A few weeks ago a first year undergraduate student of MMV college, affiliated to BHU, was suspended from the hostel by the university for her “homosexual tendencies”. Apparently, a few of her hostel mates complained against her that her behaviour made them uncomfortable. News reports also suggested that she was probably suffering from mental health issues. The college authorities made no effort at counselling her (for her mental health issues), and chose to suspend her to “maintain discipline”. The girl herself has denied that she is a lesbian, and a piece published by one of her classmates in Gaylaxy also explains how rumours spread in the college campus because of her slightly different behaviour, without there being any basis of it all.
All these bring me back to my own college days, and my fears as a gay boy. I was admitted to IIT-ISM Dhanbad in 2006, and was to stay in the college hostel for the next four years. One of my worst fears was about others finding out that I was gay. I wanted to come out, yet the fear of being harassed, ostracised or being made fun of kept me in the closet. Homophobic jokes were common in the hostel among boys, some students had already been labelled “chakka” and “gay” because of the way they spoke. A batchmate who sang in both male and female voice at the Freshers Welcome had been instantly labelled as gay, and would often be made fun of. The climate around used to put tremendous stress on me.
Yet, I did come out finally, or rather was outed, in the final year just after the Delhi High Court had decriminalised homosexuality. I had written in my personal blog that I was gay back in February 2009. The blog was followed by a close set of friends only. Yet, after the summer vacations, when I joined the college, someone had spread the link among my batchmates, and the news had spread like wild fire. The moment I stepped inside my hostel, I was greeted with smirks, questioning eyes, and a few people directly asking me, “What have you written in your blog?” Very few it seems had actually read the blog, but most had heard that I was gay, and like a game of Chinese Whispers, fresh information kept adding to that.

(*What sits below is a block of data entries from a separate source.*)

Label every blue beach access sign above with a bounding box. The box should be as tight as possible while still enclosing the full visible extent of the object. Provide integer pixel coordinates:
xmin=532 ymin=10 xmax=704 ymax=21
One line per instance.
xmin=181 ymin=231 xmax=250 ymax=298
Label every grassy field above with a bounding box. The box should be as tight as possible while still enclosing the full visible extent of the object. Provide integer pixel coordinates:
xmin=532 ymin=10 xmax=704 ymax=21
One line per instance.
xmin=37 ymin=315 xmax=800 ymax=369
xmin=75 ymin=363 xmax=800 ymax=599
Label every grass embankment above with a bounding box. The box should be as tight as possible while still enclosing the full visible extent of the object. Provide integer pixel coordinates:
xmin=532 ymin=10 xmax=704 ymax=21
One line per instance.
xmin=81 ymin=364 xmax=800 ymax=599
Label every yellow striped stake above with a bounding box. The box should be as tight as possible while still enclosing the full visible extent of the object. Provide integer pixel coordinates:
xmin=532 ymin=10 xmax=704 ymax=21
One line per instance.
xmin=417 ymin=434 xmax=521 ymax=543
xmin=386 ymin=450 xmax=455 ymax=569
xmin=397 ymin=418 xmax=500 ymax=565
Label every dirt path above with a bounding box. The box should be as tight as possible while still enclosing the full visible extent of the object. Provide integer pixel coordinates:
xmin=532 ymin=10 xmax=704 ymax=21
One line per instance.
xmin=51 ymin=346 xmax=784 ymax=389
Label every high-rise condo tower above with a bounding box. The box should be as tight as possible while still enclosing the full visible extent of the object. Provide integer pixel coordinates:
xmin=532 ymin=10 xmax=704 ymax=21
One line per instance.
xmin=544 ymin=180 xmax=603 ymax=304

Needless to say, the next few months were harrowing, where not only I had to justify how I could be gay (because gays are always camp, behave a certain way etc), but many “well wishing” friends suggested that I have sex with girls, and then decide my orientation, because how could I be sure otherwise? Rumours surrounding me spread in the college, and all efforts were made to find my sexual partner (because if a man is gay, he must have had sex!). I would get to hear that I had a partner in Delhi, or in Kolkata. Amidst all this, a lot of pressure was also being put on my room mate of two years. When efforts to find my sexual partner failed, people started suggesting that he was my sexual partner and questioning his sexuality too. Others suggested him that he change his room, because I would otherwise sexually molest him. A batchmate once came to my room, and right in front of me asked my roommate, “Tere ko dar nahi lagta?” (Don’t you feel afraid of him?), as if I was some kind of a sexual predator. In another incident, a hosteller who was coming from the other side, saw me and then moved aside as if I was some kind of untouchable. There would be other inappropriate jokes at the Mess table during dinner that I would overhear.
In all this, my room mate and a lot of other friends stood by me. My room mate would tell others that he had lived with me for the last two years, and no such thing (sexual molestation) had ever happened. The sudden discovery that I was gay did not change me as a person. It helped that most of them had got to know me as a person in the last 3 years, and so could see me beyond my sexual orientation. My coming out also broke the stereotypes that many of them held about gay people. Despite all this, I had to face all this rumour mongering and homophobia when I was outed.
Now coming back to the BHU girl, she is a first year student, and it has been just a month since their classes began. It takes a while to adjust to the hostel life, add to that she has moved from a remote village to a large city, making her adjustment even more harder. Her mannerisms and behaviour are different from the rest of the girls of her class, making her an easy target of bullying. She had been labelled lesbian by her batchmates because of this. None of her batchmates have had the time to know her personally, making it harder for her to find support the way I had from my room-mate and other friends. The homophobia of the college administration just added to her agony.
The incident brings to focus once again the homophobic environment prevalent in our college campuses. Some of the colleges like JNU, IIT-Bombay, IIM- Ahmedabad and a few others have established support groups for LGBT students that not only act as a peer support program, but also carry out important activities of sensitising the student and teacher community. We need to replicate such models in other campuses too and ensure that no young person is subjected to insinuations and harassment like the BHU girl was.